In bookstores “The age of Merkel” told by Valentino

by time news

Time.news – The protagonist of the last 16 years of European and world politics is about to leave the Chancellery building, a glass and concrete building built at the turn of the millennium in front of the Reichstag that Berliners affectionately call “washing machine”. While wondering who his successor will be, aided by polls continuously updated by German institutes, the book ‘The Age of Merkel’, written by Corriere journalist Paolo Valentino and published by Marsilio, can help to understand his era by reasoning on what the legacy of the longest-lived premier will be for the continent and history.
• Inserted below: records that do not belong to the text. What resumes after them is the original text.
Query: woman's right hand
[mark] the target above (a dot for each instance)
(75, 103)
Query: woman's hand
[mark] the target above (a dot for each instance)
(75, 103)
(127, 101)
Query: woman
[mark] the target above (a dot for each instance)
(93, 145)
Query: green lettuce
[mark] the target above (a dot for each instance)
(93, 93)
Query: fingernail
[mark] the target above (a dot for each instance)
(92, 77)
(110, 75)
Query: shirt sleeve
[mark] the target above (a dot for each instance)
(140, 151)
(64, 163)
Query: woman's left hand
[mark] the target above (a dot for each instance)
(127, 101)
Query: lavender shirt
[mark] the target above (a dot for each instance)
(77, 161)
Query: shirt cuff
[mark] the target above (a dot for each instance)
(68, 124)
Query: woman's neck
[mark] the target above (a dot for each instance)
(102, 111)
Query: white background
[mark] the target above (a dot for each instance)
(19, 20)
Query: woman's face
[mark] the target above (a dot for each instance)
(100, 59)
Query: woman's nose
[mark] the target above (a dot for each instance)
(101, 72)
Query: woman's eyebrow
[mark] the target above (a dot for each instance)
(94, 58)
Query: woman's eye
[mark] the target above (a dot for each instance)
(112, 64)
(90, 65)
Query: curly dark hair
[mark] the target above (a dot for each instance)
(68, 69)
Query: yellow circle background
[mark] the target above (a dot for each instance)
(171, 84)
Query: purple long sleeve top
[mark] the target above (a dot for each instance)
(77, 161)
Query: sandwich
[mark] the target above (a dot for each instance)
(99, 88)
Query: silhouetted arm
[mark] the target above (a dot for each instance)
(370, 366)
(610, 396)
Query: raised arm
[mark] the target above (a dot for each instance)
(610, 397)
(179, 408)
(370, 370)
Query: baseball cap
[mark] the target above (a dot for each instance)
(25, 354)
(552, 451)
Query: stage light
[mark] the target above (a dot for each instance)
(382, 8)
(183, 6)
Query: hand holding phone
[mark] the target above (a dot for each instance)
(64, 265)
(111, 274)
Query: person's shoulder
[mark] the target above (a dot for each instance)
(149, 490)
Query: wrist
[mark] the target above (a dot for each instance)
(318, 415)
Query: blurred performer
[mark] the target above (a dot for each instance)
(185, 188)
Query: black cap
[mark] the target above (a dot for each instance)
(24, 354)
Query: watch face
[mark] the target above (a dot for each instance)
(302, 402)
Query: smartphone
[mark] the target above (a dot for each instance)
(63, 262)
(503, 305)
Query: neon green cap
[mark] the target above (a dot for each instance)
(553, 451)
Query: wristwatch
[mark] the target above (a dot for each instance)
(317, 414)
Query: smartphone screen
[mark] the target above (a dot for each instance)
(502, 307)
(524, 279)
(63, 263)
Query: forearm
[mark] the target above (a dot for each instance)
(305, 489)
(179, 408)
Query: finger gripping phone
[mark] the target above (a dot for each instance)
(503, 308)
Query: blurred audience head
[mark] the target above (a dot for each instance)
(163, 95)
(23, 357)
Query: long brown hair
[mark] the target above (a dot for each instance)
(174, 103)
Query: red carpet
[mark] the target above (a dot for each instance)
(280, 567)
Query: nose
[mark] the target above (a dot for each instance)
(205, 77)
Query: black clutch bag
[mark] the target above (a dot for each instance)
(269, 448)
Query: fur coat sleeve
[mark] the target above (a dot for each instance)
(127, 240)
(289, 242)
“Angela Merkel is the daughter of the silence of the GDR and of the Lutheran education received from her father, the Reverend Kasner. In over thirty years of public life, of which sixteen as Chancellor, she has always remained a scientist devoted to politics, who solves problems breaking them down, facing them one at a time on the basis of facts and data, as many as possible, available “, writes Valentino, who as a correspondent in Berlin (after having also been in Moscow, Brussels, Washington) was able to know and study it thoroughly .

“Her calm strength is made of a normality that has allowed her to never be attracted by the trappings of power or prey to its traps: Merkel is a simple person, with a sometimes blunt sense of humor”, reads the book , full of anecdotes and stories, of important bibliographical references as well as testimonies of some of the great international personalities who have frequented it.

“In her long season in government, Angela Merkel has never even been touched by a scandal. There are not many cases on the world stage like hers.” But, underlines Valentino, if “its merits are irrefutable”, “it is difficult to immortalize Angela Merkel’s legacy and fix it in a definitive concept, like Adenauer’s Westbindung, Brandt’s Ostpolitik or Kohl’s reunification”.

This is why, the author analyzes, “Angela Merkel’s true greatness probably consists in the fact that no leader in recent world history has been able to lead a great country for so long and through an uninterrupted series of such serious and dramatic crises, some even existential “.

Especially since Merkel “did so by keeping Germany firmly in the wake of Europe”. Retracing the various crises in which the Christian-democratic leader who grew up in the GDR was the protagonist, for better or for worse and always ready to change her approach in the course of work, the polyglot Valentino focuses on the Chancellor’s relations with international partners and, speaking of Italy, he stresses that “net of physiological and inevitable fluctuations and corrections of course, Angela Merkel has nevertheless represented an important factor of continuity in relations with Italy”.

“In this sense, Merkel’s age was for us a period of great stability and predictability which, paradoxically, risks having us unaccustomed to thinking about the relationship with Germany, taking it for granted”. Despite the clashes on economic and financial issues within the European Union (particularly bitter the one with Mario Monti in the night following the victory of the Italian national team over the German one at the 2012 European Championships), “Merkel loves the peninsula”.

At the same time, however, “there is also a sort of cultural extraneousness of the chancellor with respect to Italy”. The consequence is that “it fails to consider Italy a strategic reference within the European Union, on a par with France or Great Britain before Brexit”. Now, “the Chancellor’s departure and the end of her immobile (reassuring) engine open a future in which nothing will ever be the same again”.